Reinforcement learning algorithms are difficult to debug and test. For this reason, in order to ensuring the correctness of the preset agents provided by the autonomous-learning-library, we benchmark each algorithm after every major change. We also discuss the performance of our implementations relative to published results. For our hyperparameters for each domain, see all.presets.

Atari Benchmark

To benchmark the all.presets.atari presets, we ran each agent for 10 million timesteps (40 million in-game frames). The learning rate was decayed over the course of training using cosine annealing. The environment implementation uses the following wrappers:

NoopResetEnv (adds a random number of noops at the beginning of each game reset)
MaxAndSkipEnv (Repeats each action four times before the next agent observation. Takes the max pixel value over the four frames.)
FireResetEnv (Automatically chooses the “FIRE” action when env.reset() is called)
WarpFrame (Rescales the frame to 84x84 and greyscales the image)
LifeLostEnv (Adds a key to “info” indicating that a life was lost)

Additionally, we use the following agent “bodies”:

FrameStack (provides the last four frames as the state)
ClipRewards (Converts all rewards to {-1, 0, 1})
EpisodicLives (If life was lost, treats the frame as the end of an episode)

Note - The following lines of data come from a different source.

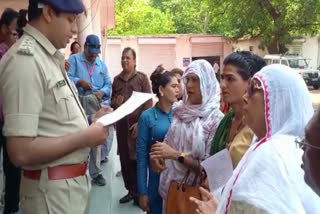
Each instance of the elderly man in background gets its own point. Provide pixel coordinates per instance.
(91, 76)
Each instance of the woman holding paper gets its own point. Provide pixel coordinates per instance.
(232, 133)
(269, 178)
(153, 126)
(195, 120)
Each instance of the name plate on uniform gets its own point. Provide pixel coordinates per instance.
(61, 83)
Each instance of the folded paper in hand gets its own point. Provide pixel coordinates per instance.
(219, 169)
(136, 100)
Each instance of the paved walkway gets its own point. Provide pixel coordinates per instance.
(105, 200)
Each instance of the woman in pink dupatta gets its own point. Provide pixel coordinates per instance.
(195, 121)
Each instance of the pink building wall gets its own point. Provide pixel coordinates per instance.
(170, 50)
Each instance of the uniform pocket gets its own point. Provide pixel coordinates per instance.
(65, 103)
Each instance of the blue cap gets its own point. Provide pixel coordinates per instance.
(67, 6)
(93, 43)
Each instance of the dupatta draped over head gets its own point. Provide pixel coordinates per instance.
(193, 126)
(269, 177)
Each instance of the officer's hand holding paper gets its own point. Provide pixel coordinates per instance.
(134, 102)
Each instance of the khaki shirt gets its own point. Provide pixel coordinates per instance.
(38, 97)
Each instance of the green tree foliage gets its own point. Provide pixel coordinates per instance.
(138, 17)
(277, 22)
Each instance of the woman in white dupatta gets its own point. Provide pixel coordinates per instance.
(194, 124)
(269, 178)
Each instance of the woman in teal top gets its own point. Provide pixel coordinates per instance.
(152, 127)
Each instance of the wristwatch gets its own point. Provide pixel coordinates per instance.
(181, 157)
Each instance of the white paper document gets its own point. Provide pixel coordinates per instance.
(136, 100)
(219, 169)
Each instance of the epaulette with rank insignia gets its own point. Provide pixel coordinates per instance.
(27, 46)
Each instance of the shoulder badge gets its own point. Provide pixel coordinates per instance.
(27, 46)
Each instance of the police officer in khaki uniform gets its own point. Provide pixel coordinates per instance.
(46, 128)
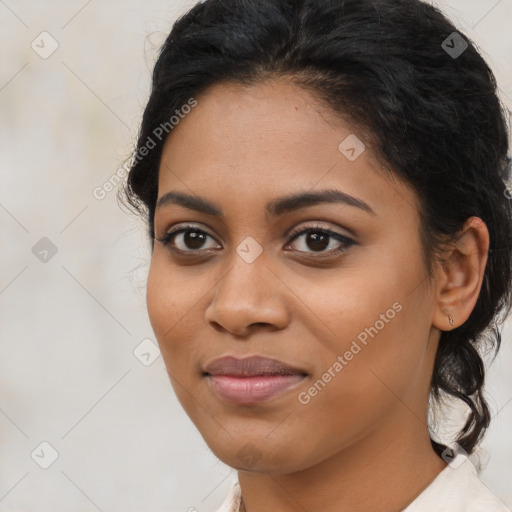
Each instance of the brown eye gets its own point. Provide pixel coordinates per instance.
(320, 240)
(188, 239)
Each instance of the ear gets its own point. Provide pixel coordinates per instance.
(460, 274)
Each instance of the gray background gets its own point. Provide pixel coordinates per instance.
(69, 326)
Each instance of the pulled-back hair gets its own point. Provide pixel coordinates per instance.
(433, 118)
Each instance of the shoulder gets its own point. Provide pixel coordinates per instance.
(457, 488)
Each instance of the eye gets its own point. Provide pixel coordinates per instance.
(318, 239)
(187, 238)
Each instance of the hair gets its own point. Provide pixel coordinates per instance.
(434, 119)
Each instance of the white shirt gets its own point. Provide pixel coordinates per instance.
(457, 488)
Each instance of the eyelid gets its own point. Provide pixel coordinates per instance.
(291, 235)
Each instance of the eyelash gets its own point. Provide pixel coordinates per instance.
(345, 242)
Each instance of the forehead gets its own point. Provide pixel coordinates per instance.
(263, 140)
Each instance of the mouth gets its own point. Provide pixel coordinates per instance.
(252, 379)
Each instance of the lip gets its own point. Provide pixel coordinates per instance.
(252, 379)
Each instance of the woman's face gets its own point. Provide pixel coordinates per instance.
(348, 314)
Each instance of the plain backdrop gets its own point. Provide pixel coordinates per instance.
(73, 373)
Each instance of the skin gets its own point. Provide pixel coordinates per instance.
(362, 442)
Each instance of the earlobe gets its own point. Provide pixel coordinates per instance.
(461, 274)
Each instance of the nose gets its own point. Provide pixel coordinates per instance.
(248, 295)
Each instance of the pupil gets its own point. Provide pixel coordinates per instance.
(319, 240)
(194, 240)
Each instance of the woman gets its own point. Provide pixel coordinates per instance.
(331, 246)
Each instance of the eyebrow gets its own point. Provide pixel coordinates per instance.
(274, 208)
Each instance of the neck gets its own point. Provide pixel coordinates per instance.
(382, 472)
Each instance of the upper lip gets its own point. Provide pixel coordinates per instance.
(250, 367)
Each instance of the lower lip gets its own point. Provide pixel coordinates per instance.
(247, 390)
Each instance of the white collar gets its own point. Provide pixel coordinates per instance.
(457, 488)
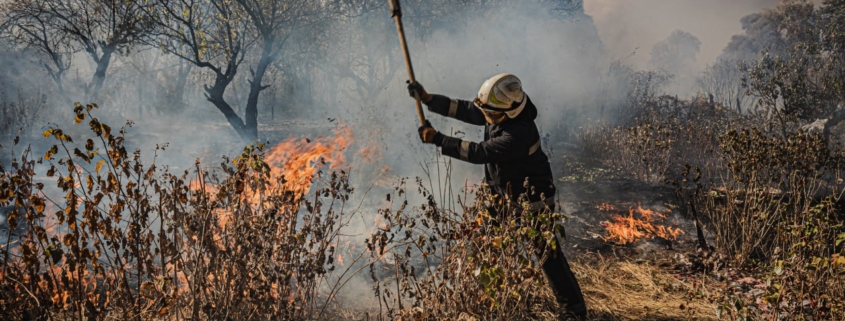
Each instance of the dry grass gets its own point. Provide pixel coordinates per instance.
(623, 290)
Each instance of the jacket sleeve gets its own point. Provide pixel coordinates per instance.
(459, 109)
(512, 144)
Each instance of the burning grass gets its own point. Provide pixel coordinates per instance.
(630, 229)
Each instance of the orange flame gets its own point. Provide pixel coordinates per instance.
(629, 229)
(298, 160)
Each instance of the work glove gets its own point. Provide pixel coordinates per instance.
(429, 135)
(416, 88)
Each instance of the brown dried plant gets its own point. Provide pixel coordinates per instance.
(470, 265)
(121, 239)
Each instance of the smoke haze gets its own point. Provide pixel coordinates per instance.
(626, 26)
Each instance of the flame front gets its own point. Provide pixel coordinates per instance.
(629, 229)
(298, 159)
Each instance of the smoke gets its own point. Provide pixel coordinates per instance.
(635, 26)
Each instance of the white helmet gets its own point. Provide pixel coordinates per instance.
(501, 93)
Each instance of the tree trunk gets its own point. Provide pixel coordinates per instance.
(251, 113)
(100, 74)
(215, 96)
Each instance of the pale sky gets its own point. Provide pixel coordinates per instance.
(625, 25)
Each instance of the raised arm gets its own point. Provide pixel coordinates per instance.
(458, 109)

The results were as follows:

For comparison, we look at the results published in the paper, Rainbow: Combining Improvements in Deep Reinforcement Learning:

In these results, the authors ran each agent for 50 million timesteps (200 million frames). We can see that at the 10 million timestep mark, our results are similar or slightly better. Our dqn and ddqn in particular were better almost across the board. While there are some minor implementation differences (for example, we use Adam for most algorithms instead of RMSprop), our agents achieved very similar behavior to the agents tested by DeepMind.

MuJoCo Benchmark

MuJoCo is “a free and open source physics engine that aims to facilitate research and development in robotics, biomechanics, graphics and animation, and other areas where fast and accurate simulation is needed.” The MuJoCo Gym environments are a common benchmark in RL research for evaluating agents with continuous action spaces. We ran each continuous preset for 5 million timesteps (in this case, timesteps are equal to frames). The learning rate was decayed over the course of training using cosine annealing. The results were as follows:

These results are similar to results found elsewhere, and in some cases better. However, results can very based on hyperparameter tuning, implementation specifics, and the random seed.

PyBullet Benchmark

PyBullet provides a free alternative to the popular MuJoCo robotics environments. We ran each agent for 5 million timesteps (in this case, timesteps are equal to frames). The learning rate was decayed over the course of training using cosine annealing. The results were as follows:

Because most research papers still use MuJoCo, direct comparisons are difficult to come by. However, George Sung helpfully benchmarked TD3 and DDPG on several PyBullet environments [here](https://github.com/georgesung/TD3). However, he only ran each environment for 1 million timesteps and tuned his hyperparameters accordingly. Generally, our agents achieved higher final perfomance but converged more slowly.